How to trade on Forex?
Forex trading is the constant buying of one currency and selling of another. Currencies are traded through a broker or dealer and are traded in pairs.
“For example, the euro and the U.S. dollar (EUR/USD) or the British pound and the Japanese yen (GBP/JPY).”
When you trade in the forex market, you buy or sell only in currency pairs.
Exchange rates fluctuate based on which currency is stronger at the moment. There are three categories of currency pairs:
1. The “majors“ – These pairs all contain the U.S. dollar (USD) on one side and are the most frequently traded.
2. The “crosses“ – Currency pairs that don’t contain the U.S. dollar (USD) are known as cross-currency pairs or simply as the “crosses
The “exotics“ – Exotic currency pairs are made up of one major currency paired with the currency of an emerging economy, such as Brazil, Mexico, Chile, Turkey, Hungary, and many others.

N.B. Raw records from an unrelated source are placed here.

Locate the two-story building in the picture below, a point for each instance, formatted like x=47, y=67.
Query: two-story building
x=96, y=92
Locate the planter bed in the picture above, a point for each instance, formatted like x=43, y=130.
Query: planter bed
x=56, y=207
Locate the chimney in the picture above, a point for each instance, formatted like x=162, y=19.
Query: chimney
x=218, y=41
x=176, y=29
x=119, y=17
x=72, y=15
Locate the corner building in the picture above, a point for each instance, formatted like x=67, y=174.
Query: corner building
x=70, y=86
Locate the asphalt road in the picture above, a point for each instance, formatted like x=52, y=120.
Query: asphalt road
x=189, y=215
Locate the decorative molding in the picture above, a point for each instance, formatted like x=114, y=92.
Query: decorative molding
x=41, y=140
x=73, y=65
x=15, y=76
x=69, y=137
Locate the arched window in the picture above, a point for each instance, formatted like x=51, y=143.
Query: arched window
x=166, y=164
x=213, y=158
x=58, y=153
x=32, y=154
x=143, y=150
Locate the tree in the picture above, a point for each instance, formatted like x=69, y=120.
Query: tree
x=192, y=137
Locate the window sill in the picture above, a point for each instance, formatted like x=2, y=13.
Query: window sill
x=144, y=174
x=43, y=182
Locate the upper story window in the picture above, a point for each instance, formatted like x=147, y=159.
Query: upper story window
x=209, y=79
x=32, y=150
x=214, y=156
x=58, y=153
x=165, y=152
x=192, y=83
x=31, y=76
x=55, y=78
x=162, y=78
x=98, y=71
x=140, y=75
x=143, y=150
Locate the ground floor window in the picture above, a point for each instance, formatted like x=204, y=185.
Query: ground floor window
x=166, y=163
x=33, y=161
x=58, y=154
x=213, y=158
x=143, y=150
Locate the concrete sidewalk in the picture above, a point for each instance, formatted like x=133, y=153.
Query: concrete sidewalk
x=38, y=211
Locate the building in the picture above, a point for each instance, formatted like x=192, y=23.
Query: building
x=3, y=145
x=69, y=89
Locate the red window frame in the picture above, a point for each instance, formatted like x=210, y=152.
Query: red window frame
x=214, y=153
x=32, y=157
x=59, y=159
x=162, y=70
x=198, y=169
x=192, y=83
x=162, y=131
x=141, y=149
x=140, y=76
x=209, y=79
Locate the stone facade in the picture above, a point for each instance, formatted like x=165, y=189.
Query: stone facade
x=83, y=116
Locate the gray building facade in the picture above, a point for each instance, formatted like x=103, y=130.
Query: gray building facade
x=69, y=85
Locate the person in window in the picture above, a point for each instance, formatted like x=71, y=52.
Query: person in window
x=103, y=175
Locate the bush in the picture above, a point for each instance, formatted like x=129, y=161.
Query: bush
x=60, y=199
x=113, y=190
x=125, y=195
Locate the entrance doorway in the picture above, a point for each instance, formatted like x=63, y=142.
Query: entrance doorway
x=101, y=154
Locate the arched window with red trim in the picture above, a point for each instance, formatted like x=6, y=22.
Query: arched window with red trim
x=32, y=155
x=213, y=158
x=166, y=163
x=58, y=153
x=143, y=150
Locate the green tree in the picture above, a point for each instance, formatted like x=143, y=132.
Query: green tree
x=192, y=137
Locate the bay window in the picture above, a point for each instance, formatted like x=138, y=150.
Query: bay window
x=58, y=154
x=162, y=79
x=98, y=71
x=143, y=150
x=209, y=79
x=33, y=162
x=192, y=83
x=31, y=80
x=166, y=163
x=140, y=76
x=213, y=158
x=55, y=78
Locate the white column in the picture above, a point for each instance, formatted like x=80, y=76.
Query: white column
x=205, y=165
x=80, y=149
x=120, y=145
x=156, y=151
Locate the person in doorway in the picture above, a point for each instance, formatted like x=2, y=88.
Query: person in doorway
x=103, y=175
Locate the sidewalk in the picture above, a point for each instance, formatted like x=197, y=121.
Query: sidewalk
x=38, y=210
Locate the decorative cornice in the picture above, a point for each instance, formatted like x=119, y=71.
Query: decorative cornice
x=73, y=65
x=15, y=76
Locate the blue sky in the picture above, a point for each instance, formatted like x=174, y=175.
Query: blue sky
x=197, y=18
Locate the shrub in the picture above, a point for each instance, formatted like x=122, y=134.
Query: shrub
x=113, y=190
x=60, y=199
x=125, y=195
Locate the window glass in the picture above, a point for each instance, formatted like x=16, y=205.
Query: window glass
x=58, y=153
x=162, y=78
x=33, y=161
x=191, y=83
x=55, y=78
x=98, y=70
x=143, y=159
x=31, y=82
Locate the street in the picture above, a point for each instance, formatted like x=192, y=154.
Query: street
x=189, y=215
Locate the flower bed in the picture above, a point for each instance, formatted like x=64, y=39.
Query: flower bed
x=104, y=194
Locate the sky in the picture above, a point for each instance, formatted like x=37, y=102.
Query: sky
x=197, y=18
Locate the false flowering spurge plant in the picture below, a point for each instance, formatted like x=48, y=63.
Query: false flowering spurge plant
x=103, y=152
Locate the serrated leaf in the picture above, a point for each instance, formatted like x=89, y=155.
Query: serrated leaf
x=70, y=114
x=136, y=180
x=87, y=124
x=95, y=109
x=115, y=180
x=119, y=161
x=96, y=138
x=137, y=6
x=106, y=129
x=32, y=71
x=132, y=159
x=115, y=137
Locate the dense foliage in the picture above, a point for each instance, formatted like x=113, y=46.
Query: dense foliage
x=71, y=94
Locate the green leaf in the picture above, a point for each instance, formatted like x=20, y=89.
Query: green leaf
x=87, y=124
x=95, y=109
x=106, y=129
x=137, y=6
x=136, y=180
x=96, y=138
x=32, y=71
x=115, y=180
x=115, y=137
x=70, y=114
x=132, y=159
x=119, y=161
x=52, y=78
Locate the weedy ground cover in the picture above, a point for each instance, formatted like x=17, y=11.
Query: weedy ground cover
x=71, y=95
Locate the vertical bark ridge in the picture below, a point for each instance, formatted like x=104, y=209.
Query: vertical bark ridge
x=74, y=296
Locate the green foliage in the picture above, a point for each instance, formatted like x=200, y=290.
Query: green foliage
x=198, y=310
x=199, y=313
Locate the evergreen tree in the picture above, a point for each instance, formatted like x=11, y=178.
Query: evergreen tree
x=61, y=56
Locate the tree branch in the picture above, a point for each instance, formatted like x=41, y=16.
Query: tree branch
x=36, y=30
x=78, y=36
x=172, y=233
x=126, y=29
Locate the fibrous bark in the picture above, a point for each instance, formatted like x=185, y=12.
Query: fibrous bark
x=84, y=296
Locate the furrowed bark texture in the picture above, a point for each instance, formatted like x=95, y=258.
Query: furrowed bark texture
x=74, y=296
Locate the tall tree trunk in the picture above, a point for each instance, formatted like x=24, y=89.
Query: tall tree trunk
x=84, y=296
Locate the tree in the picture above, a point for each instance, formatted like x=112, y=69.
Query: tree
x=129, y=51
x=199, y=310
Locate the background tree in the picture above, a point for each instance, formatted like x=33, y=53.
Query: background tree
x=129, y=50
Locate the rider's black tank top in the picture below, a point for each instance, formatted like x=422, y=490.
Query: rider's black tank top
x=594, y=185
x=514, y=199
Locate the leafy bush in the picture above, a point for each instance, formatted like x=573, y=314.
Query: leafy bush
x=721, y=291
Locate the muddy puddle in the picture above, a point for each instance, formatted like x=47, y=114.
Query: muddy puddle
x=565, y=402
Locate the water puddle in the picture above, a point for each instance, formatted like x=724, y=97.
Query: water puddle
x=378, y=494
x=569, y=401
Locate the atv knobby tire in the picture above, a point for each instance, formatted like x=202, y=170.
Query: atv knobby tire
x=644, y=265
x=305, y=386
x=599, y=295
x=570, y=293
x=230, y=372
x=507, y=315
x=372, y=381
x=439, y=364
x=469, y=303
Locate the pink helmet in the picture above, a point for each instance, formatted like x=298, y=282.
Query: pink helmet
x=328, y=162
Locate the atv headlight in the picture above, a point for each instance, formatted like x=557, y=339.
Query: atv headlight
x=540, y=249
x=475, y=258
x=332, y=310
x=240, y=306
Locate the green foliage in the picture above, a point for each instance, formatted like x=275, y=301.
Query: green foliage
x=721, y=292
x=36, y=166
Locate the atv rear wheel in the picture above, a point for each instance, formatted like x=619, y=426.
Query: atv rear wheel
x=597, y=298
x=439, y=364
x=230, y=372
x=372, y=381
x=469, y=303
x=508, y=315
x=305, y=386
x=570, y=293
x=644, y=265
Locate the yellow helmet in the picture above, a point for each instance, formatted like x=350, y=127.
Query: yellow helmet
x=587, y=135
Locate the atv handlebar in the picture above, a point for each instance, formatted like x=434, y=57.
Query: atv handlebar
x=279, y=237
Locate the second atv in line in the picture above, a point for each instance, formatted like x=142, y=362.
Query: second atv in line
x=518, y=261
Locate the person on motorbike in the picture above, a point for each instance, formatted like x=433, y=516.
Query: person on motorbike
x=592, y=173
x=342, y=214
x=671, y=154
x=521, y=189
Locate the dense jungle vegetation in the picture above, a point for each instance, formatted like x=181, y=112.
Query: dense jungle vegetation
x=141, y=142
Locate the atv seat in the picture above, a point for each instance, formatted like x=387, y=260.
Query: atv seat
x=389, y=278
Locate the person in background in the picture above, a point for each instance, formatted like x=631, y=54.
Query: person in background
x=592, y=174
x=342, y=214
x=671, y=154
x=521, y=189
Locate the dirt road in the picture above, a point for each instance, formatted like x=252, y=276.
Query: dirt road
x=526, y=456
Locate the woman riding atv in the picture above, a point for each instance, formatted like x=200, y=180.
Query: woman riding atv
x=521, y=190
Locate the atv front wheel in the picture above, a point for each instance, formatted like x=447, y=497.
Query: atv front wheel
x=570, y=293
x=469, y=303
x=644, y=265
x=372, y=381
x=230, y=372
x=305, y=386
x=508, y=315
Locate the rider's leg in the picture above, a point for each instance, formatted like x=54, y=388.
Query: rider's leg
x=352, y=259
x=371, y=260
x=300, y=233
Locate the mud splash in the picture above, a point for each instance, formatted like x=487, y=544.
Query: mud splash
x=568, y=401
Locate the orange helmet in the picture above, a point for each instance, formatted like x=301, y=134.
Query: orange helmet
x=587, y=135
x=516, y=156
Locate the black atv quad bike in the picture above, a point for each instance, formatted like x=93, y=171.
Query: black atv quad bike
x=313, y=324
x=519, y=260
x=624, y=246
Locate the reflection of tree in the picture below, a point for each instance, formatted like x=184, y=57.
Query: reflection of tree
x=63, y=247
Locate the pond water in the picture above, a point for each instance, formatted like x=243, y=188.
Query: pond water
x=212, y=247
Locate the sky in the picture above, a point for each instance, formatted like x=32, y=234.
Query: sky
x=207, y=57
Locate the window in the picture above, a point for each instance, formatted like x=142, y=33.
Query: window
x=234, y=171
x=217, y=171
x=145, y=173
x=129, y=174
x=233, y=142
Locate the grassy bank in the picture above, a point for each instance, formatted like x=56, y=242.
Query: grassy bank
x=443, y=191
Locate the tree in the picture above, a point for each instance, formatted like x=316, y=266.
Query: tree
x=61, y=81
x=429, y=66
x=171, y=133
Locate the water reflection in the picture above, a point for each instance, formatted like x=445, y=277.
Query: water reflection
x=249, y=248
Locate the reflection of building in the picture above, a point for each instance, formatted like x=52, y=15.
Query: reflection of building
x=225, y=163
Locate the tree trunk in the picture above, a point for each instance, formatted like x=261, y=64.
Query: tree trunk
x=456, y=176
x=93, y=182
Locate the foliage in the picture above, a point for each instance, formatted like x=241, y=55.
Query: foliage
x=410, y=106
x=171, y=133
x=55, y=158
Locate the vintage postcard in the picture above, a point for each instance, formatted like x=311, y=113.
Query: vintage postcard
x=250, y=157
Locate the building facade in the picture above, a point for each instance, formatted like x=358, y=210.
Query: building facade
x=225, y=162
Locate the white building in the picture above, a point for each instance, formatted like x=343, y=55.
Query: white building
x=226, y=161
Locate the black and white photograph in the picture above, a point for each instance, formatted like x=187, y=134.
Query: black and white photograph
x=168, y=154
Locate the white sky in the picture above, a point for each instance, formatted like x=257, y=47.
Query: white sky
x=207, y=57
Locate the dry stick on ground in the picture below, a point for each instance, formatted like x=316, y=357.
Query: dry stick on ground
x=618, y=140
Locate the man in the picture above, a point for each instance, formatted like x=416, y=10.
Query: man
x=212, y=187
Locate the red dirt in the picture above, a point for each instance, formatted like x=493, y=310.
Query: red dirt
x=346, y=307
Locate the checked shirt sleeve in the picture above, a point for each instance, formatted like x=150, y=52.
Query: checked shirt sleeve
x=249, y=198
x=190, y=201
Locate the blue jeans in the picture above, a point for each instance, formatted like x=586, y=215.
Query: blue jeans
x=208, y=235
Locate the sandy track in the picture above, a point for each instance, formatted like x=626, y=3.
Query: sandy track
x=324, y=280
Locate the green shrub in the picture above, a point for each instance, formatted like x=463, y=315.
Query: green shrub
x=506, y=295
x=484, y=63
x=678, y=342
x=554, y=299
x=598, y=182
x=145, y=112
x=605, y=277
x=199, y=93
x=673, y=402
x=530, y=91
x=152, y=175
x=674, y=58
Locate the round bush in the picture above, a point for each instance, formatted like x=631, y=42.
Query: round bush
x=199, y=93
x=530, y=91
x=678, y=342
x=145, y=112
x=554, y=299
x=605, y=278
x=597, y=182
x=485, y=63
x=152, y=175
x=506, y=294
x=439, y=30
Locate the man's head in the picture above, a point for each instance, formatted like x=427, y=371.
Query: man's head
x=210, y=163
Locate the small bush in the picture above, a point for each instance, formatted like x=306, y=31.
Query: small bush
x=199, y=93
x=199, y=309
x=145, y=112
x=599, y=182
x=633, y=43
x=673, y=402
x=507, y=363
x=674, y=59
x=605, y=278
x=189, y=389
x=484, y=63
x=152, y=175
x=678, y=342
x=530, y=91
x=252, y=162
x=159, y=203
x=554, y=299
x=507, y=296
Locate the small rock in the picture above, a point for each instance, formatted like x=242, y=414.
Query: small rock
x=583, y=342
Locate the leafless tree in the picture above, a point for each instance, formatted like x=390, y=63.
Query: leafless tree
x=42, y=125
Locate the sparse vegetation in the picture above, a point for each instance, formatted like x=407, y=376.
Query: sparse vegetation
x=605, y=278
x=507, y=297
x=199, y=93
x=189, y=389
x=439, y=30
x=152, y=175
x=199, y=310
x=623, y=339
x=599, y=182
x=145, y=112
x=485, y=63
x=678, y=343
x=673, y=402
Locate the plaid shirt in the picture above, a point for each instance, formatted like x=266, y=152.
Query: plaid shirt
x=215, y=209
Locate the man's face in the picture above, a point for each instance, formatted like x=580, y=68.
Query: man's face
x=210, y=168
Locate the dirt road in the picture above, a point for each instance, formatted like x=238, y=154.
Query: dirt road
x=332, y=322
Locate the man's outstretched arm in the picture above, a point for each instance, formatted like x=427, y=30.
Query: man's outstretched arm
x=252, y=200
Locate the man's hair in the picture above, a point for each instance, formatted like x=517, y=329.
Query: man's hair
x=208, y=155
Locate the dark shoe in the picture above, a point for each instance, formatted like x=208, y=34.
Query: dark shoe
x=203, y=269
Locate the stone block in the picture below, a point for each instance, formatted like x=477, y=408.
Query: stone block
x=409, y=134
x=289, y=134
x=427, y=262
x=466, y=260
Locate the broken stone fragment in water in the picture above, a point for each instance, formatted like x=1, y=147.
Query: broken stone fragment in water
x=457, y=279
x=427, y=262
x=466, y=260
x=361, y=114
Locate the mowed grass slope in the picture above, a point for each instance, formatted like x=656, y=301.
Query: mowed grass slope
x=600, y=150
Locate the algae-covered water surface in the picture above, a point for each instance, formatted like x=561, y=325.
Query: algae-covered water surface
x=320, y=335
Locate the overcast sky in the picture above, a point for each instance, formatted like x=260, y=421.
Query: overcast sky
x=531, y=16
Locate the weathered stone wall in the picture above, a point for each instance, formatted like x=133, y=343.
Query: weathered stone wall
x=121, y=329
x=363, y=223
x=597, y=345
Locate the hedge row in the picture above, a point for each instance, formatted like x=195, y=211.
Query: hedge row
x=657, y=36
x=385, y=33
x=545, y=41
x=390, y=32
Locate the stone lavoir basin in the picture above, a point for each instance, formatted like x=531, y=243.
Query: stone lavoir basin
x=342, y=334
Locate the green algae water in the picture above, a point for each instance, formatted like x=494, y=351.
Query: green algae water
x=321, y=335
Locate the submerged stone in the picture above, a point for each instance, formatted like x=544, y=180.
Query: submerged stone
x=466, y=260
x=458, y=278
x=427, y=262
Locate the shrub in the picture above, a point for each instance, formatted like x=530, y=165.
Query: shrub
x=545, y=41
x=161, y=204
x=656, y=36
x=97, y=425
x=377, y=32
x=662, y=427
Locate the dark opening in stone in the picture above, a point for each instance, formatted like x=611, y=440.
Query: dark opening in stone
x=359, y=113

The forex market is considered an over-the-counter (OTC) market due to the fact that the entire market is run electronically, within a network of banks, continuously over a 24-hour period. This means that the FX market is spread all over the globe with no central location. Trades can take place anywhere as long as you have an Internet connection!
You’ve probably noticed how often we keep mentioning the U.S. dollar (USD). In fact, according to the International Monetary Fund (IMF), the U.S. dollar comprises roughly 62% of the world’s official foreign exchange reserves!